サマリー
◆金融は2月下旬以降、明確に緩和に転じ、3月以降は貸出額も概ね順調に増えている。これが、内需(投資)テコ入れの第一歩であり、大和総研では、二段式ロケットの一段目への点火は既に行われたと判断している。足元で貸出増加額が上積みされる一方、中長期の割合が極端に低下しているのは、新たな投資プロジェクトが始動していないためである。6月以降、中国政府はプロジェクトの前倒し認可を進めることで、景気テコ入れを図る方針を発表しており、こうしたプロジェクトが動き出せば、貸出の中身も中長期中心に変わっていく。
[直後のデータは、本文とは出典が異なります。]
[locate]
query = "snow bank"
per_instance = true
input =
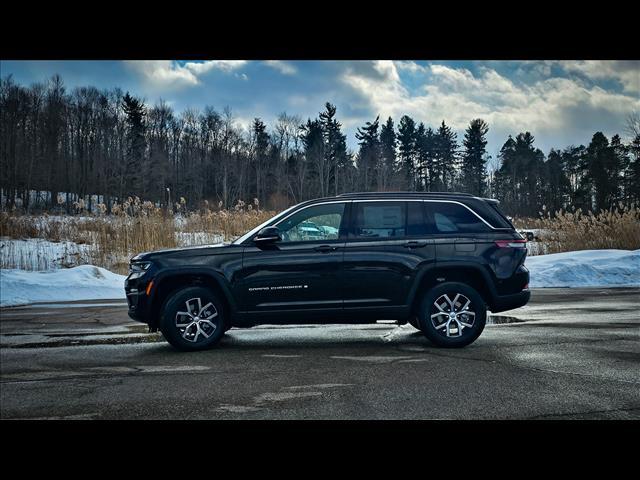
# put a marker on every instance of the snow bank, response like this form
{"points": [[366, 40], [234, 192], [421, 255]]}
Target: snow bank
{"points": [[86, 282], [40, 254], [585, 268]]}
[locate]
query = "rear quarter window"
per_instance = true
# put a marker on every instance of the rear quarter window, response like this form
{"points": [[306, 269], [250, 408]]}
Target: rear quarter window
{"points": [[453, 218]]}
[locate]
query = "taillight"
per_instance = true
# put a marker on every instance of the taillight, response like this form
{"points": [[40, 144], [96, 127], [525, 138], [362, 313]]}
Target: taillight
{"points": [[511, 243]]}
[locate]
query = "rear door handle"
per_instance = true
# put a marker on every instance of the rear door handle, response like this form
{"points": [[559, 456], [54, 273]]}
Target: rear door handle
{"points": [[415, 244], [325, 248]]}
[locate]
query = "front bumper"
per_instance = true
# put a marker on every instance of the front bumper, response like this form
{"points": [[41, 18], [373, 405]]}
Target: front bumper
{"points": [[137, 300]]}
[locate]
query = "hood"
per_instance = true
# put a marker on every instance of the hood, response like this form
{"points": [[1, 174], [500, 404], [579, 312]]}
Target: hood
{"points": [[216, 248]]}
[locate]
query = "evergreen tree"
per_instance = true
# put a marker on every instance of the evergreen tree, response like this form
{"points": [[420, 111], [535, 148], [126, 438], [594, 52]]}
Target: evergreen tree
{"points": [[407, 149], [474, 170], [135, 112], [556, 183], [313, 143], [335, 150], [602, 171], [387, 155], [368, 155], [634, 171], [260, 157], [446, 159]]}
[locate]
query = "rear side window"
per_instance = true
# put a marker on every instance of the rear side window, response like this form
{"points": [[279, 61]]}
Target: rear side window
{"points": [[416, 223], [379, 219], [453, 218]]}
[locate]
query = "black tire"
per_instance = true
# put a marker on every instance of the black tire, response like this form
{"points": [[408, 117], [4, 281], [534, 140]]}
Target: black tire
{"points": [[445, 330], [194, 336], [415, 323]]}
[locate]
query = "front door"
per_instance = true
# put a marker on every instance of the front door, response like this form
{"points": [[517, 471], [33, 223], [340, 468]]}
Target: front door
{"points": [[386, 246], [301, 274]]}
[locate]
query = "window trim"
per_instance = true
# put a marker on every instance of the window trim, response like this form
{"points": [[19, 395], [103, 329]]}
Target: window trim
{"points": [[349, 213], [351, 237], [345, 215]]}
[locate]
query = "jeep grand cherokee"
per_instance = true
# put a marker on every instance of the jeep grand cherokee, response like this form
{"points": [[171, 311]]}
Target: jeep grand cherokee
{"points": [[436, 260]]}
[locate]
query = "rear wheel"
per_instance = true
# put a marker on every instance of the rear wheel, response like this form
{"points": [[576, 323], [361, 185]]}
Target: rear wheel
{"points": [[452, 314], [192, 319]]}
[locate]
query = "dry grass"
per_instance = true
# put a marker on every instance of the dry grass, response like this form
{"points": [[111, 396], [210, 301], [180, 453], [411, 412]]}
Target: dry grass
{"points": [[617, 228], [134, 227]]}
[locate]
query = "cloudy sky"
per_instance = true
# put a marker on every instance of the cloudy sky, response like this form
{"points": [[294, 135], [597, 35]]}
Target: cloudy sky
{"points": [[559, 102]]}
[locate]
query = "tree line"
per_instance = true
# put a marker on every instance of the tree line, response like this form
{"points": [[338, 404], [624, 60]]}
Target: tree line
{"points": [[89, 141]]}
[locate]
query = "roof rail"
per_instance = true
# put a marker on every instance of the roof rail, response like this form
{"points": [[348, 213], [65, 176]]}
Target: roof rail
{"points": [[363, 194]]}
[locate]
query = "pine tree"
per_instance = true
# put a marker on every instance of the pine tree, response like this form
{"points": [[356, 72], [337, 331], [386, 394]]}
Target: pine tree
{"points": [[387, 155], [335, 149], [369, 154], [135, 113], [313, 143], [446, 160], [260, 157], [556, 184], [474, 169], [407, 149], [634, 170], [602, 171]]}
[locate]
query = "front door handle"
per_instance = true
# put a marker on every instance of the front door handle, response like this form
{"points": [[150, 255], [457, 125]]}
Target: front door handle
{"points": [[325, 248], [415, 244]]}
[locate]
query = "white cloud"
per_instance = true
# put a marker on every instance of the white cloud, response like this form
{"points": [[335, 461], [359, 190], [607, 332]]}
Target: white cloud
{"points": [[162, 74], [627, 72], [548, 106], [283, 67]]}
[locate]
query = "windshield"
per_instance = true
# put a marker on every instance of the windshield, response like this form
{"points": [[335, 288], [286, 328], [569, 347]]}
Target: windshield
{"points": [[251, 233]]}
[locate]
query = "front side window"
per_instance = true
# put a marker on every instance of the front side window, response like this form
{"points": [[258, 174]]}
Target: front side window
{"points": [[313, 224], [454, 218], [379, 219]]}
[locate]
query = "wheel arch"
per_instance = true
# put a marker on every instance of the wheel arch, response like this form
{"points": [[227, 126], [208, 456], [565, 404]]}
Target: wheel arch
{"points": [[167, 283], [468, 273]]}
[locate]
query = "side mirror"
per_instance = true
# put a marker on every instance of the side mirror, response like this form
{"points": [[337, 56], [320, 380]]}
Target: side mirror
{"points": [[267, 235]]}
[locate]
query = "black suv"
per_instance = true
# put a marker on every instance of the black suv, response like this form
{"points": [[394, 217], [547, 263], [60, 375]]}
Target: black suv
{"points": [[436, 260]]}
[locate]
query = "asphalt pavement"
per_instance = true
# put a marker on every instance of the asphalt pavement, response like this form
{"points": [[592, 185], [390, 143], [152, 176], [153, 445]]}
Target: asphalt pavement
{"points": [[569, 354]]}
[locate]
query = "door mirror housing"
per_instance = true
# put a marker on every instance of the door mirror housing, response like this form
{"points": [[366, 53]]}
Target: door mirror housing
{"points": [[267, 236]]}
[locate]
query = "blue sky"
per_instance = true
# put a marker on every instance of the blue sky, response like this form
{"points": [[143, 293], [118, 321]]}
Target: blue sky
{"points": [[559, 102]]}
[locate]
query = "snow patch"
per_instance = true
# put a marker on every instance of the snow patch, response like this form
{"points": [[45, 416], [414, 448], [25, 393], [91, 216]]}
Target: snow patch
{"points": [[86, 282], [585, 268]]}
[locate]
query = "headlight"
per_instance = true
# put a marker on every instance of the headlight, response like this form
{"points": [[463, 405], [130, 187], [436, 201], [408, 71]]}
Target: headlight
{"points": [[137, 269]]}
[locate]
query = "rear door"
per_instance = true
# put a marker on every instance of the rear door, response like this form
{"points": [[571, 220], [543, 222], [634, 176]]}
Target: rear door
{"points": [[386, 244], [458, 232], [302, 272]]}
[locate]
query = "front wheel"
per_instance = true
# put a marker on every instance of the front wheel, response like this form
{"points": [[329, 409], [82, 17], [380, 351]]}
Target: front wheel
{"points": [[192, 319], [452, 314]]}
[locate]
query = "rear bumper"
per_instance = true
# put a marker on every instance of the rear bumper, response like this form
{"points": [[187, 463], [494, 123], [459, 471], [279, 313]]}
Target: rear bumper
{"points": [[508, 302]]}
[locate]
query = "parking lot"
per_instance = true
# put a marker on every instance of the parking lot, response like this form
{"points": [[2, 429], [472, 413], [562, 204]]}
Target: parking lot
{"points": [[569, 354]]}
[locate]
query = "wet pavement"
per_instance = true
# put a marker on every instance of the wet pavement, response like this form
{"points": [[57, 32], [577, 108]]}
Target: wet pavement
{"points": [[570, 353]]}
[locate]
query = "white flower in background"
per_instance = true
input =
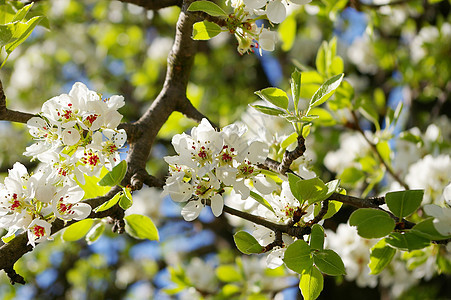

これがロケットの二段目への点火であり、投資が加速するシグナルとなろう。タイミングとしては、2012年10月~12月以降に注目している。
◆ただし、中国経済への過度の期待は禁物である。地方政府の債務問題や不動産価格抑制策の継続など、リーマン・ショック後の4兆元の景気対策の後始末が未だに続いている。4兆元の景気対策との比較でいえば、今回は、投資全体ではなく、農業、インフラ、保障性住宅、戦略的新興産業など民生改善や産業構造高度化につながる投資の増加が意図される。経済成長率は、10%成長への回帰ではなく、8%強への着地が目指されているのである。